Personal information
- Date of birth: 19 June 1992 (age 33)
- Place of birth: Vizzolo Predabissi, Italy
- Height: 1.76 m (5 ft 9 in)
- Position: Midfielder

Team information
- Current team: Nuova Sondrio
- Number: 8

Youth career
- 2010–2012: Milan

Senior career*
- Years: Team / Apps / (Gls)
- 2012–2013: Milan / 0 / (0)
- 2012–2013: → Südtirol (loan) / 20 / (0)
- 2013–2014: Carpi / 6 / (0)
- 2014–2018: Südtirol / 90 / (2)
- 2016: → Partizani Tirana (loan) / 4 / (0)
- 2018–2024: Pro Patria / 159 / (6)
- 2024–2025: Alcione / 11 / (0)
- 2026–: Nuova Sondrio / 2 / (0)

= Luca Bertoni =

Italian professional footballer

Luca Bertoni (born 19 June 1992) is an Italian professional footballer who plays as a midfielder for Serie D club Nuova Sondrio.

==Club career==
Bertoni started his football career at Milan, playing in their youth team. On 11 July 2012, after finishing his youth formation with Milan, he joined Südtirol in a season-long loan, and made his senior debuts with the Prima Divisione side.

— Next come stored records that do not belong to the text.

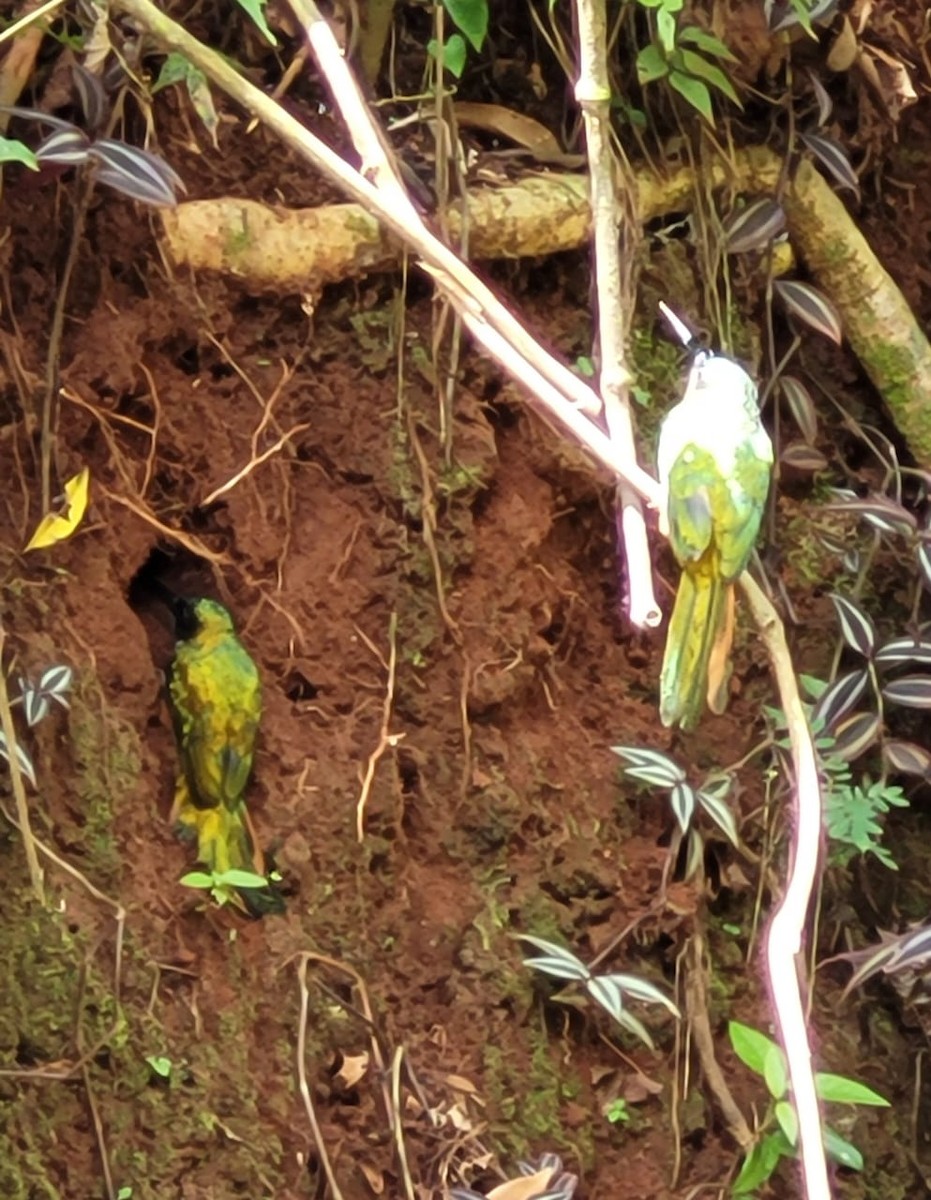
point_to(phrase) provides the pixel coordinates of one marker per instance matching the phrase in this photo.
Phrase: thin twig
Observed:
(16, 775)
(593, 93)
(397, 1123)
(56, 330)
(252, 463)
(568, 397)
(305, 1090)
(696, 1007)
(786, 929)
(24, 22)
(386, 741)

On 12 July 2013, Bertoni moved to Serie B side Carpi in a co-ownership deal with Milan. He made his division debut on 24 August, starting in a 0–1 loss at Ternana.

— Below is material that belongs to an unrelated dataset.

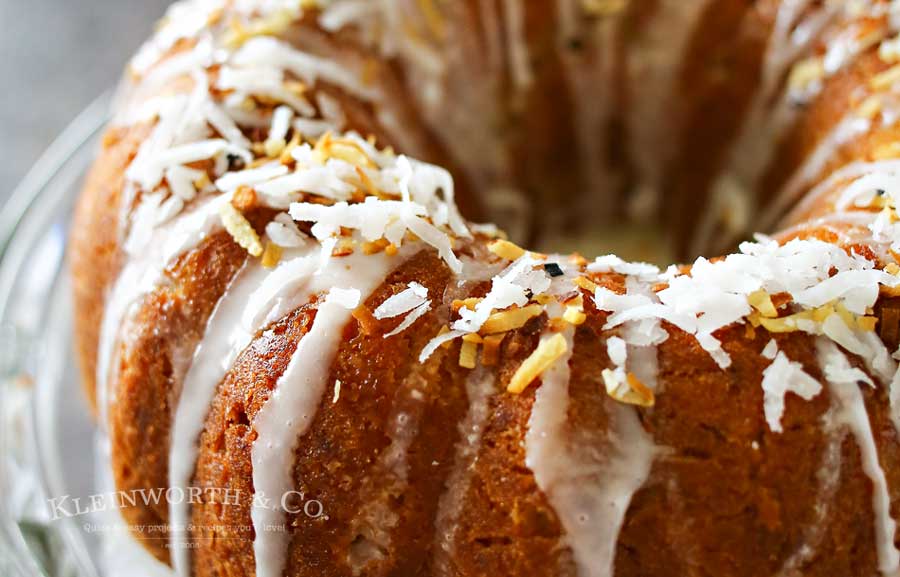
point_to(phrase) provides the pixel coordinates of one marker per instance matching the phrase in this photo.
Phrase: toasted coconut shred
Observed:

He returned in 2014 to the previous team Südtirol, in the Lega Pro.

On 18 July 2016, Bertoni completed a loan move to Albanian Superliga side Partizani Tirana. The club also had the option to make the move permanent at the end of the season. He was handed squad number 70, and made his competitive debut on 3 August in the returning leg of Champions League third qualifying round against Red Bull Salzburg, playing in the last two minutes in an eventual 2–0 away defeat (3–0 on aggregate). Bertoni made his first Albanian Superliga appearance in the opening league match on 7 September against Luftëtari, playing full-90 minutes in a 1–0 win. Following the dismissal of Adolfo Sormani, Bertoni did not play in October, and on 25th, he terminated his contract with the club by mutual consent.

On 3 July 2018, Bertoni signed for Italian club Pro Patria in an undisclosed fee.